“Automakers often assume that drivers want as much technology as they can get in their vehicles,” says Alexandra Mueller, the survey’s primary designer. “But few studies have examined actual consumer opinions about partial driving automation.”
To help fill that gap, IIHS researchers conducted a nationwide survey of more than 1,000 drivers that focused on three common features: lane centering, automated lane changing and driver monitoring.
Most partial automation systems are designed to assist with highway driving. Lane centering continuously adjusts the steering to keep the vehicle in the middle of the travel lane, while adaptive cruise control manages the vehicle’s speed and distance from vehicles ahead. Some systems also have an automated lane changing feature, which enables the vehicle to change lanes without the driver needing to steer.
Partial automation still can’t handle many relatively common situations. Thus, systems need to monitor the driver to help ensure they remain ready to intervene if something goes wrong. Most use sensors in the steering wheel or driver-facing cameras for this purpose.
The IIHS survey showed that consumer interest in these technologies is strong, but drivers appear to prefer partially automated features that require them to stay engaged in driving, Mueller says.
For example, lane centering and automated lane changing come in “hands-free” versions that allow drivers to take their hands off the steering wheel under certain conditions and “hands-on” versions that require their hands always be on the wheel. More drivers said they would prefer the hands-on version of the features.
Similarly, some versions of automated lane changing give the driver more control than others. With driver-initiated versions, the driver must physically trigger each lane change. With vehicle-initiated versions, the vehicle software determines when to initiate lane changes on its own and does not require the driver to do anything to begin the maneuver. Drivers overwhelmingly preferred the feature to be driver-initiated.
The survey also showed a high level of acceptance of several types of driver monitoring, a fundamental component of the safeguard ratings that IIHS is developing for partial automation systems. Regardless of whether the feature in question allowed hands-free operation or required the driver’s hands to remain on the wheel, a majority of drivers said they would be comfortable with all three driver-monitoring strategies covered in the survey — sensors on the steering wheel, a camera tracking what the driver is doing with their hands, or a camera aimed at their face tracking where they are looking.
“The drivers who were the most comfortable with all types of driver monitoring tended to say they would feel safer knowing that the vehicle was monitoring them to ensure they were using the feature properly,” says Mueller. “That suggests that communicating the safety rationale for monitoring may help to ease consumers’ concerns about privacy or other objections.”

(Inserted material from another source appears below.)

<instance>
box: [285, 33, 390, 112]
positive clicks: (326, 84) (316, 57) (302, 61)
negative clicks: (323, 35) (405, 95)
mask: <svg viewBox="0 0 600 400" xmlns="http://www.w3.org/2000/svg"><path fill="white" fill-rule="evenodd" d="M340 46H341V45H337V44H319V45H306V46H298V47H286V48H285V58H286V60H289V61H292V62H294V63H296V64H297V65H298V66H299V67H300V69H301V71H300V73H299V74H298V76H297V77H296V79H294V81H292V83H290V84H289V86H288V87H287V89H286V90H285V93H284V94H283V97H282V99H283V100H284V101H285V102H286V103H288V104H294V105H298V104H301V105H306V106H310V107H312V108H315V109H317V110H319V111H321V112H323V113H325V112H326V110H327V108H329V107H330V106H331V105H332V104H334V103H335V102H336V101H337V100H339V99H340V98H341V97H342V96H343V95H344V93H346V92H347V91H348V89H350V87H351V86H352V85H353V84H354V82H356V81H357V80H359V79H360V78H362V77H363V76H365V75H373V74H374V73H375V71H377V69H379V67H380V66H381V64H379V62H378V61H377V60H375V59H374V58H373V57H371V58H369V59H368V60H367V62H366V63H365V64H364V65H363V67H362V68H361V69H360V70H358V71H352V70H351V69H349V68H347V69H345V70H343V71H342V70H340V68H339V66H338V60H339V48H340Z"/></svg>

Many drivers agreed that hands-free lane centering would make driving more stressful than the hands-on version. Those who said they would nevertheless prefer hands-free lane centering were the most accepting of all types of driver monitoring. Many of those drivers said that the hands-free feature would make driving safer and more comfortable. However, some of them also expressed an intent to misuse the technology, saying hands-free lane centering would give them more opportunity to do other things while driving. Such responses illustrate consumers’ fuzzy understanding of the limits of partial automation.
Those who preferred hands-on lane centering seemed to feel more strongly about it than those who preferred hands-free. Among the drivers who wanted to use the feature, around two-thirds of those who preferred hands-on lane centering or had no preference which type they used said they would buy a vehicle with a hands-on version, but fewer than half said they would buy a hands-free version. In contrast, more than three-quarters of drivers who preferred hands-free lane centering said they would buy a vehicle with either a hands-on or hands-free version of the feature.
More than half the surveyed drivers said they would be at least somewhat likely to purchase a vehicle with some form of automated lane changing if price was not an issue. Among those who expressed a preference for either driver-initiated or vehicle-initiated automated lane changing, most said they would want a hands-on version — including many who preferred hands-free lane centering.
“It may come as a surprise to some people, but it appears that partially automated features that require the driver’s hands to be on the wheel are actually closer to one-size-fits-all than hands-free designs,” Mueller says.